Черная Акула, повернувшись, жестом позвал своих приближенных. Подошел Катаэкассу — Черное Копыто — высокий, с тонко очерченным лицом спокойный человек, за ним Молунта, который был его явным антиподом — полный, широколицый, излучающий доброжелательность индеец. К ним присоединился и Черная Птица, вождь племени чиппева. Все они расселись, подтянув к груди колени, и Черная Акула пригласил трех белых последовать их примеру.

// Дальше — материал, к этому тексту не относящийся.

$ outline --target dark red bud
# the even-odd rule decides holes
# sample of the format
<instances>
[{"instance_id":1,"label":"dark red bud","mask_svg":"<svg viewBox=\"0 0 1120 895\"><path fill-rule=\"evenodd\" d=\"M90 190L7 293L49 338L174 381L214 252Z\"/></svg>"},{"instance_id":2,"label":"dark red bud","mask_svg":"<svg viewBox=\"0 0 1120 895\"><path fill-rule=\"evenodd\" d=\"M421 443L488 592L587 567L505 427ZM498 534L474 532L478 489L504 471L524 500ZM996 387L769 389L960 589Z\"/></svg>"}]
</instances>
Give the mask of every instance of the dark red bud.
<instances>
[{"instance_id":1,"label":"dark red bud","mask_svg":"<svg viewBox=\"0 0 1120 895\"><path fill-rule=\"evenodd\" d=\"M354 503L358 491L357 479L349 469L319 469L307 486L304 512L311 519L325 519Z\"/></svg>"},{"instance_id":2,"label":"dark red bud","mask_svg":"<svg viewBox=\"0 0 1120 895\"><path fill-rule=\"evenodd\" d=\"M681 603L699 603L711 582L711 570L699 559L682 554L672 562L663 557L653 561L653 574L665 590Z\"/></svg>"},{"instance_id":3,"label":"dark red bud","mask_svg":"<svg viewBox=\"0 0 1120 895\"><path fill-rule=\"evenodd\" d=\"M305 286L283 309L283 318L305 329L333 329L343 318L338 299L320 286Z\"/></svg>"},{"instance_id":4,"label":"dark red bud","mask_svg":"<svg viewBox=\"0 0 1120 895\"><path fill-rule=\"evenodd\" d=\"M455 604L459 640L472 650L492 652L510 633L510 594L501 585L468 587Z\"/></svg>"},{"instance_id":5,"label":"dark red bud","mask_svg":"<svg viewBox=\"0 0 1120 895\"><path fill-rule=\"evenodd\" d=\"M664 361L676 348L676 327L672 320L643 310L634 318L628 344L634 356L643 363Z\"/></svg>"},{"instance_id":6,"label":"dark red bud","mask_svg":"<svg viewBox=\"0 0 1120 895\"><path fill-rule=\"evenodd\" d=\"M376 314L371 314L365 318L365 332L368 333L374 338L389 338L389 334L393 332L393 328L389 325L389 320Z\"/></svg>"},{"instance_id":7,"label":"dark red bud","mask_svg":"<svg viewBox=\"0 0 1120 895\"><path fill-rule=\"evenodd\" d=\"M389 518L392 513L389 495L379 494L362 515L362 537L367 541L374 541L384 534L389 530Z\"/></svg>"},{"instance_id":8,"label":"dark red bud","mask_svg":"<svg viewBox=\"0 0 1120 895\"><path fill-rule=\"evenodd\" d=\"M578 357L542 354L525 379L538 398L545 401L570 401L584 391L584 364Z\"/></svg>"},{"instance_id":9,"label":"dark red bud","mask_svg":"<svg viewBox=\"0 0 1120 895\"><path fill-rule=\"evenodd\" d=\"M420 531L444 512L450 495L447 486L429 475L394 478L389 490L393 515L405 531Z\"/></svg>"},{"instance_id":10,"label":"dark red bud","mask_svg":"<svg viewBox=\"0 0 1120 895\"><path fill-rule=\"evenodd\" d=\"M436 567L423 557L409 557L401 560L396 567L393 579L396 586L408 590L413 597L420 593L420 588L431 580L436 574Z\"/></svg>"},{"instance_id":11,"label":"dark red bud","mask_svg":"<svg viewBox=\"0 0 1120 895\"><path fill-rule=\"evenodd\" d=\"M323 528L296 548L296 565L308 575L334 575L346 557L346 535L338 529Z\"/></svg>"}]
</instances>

Кости старого полковника отчаянно хрустнули, но ему все же удалось принять требуемую позу.
— Я пришел, — официальным тоном начал Черная Акула, — чтобы напомнить тебе о твоем обещании сдать мне форт этим летом, Большая Черепаха.
Роман почувствовал, как вздрогнул при этих словах полковник Кэллоувэй, но тем не менее промолчал.
— Ты сказал, — продолжал вождь, — что в это время женщинам и детям будет легче во время изнурительного перехода. Я дождался лета, как ты мне и советовал. Но теперь того же требует от тебя и Гамильтон, вождь Детройта. У меня есть от него послание к тебе.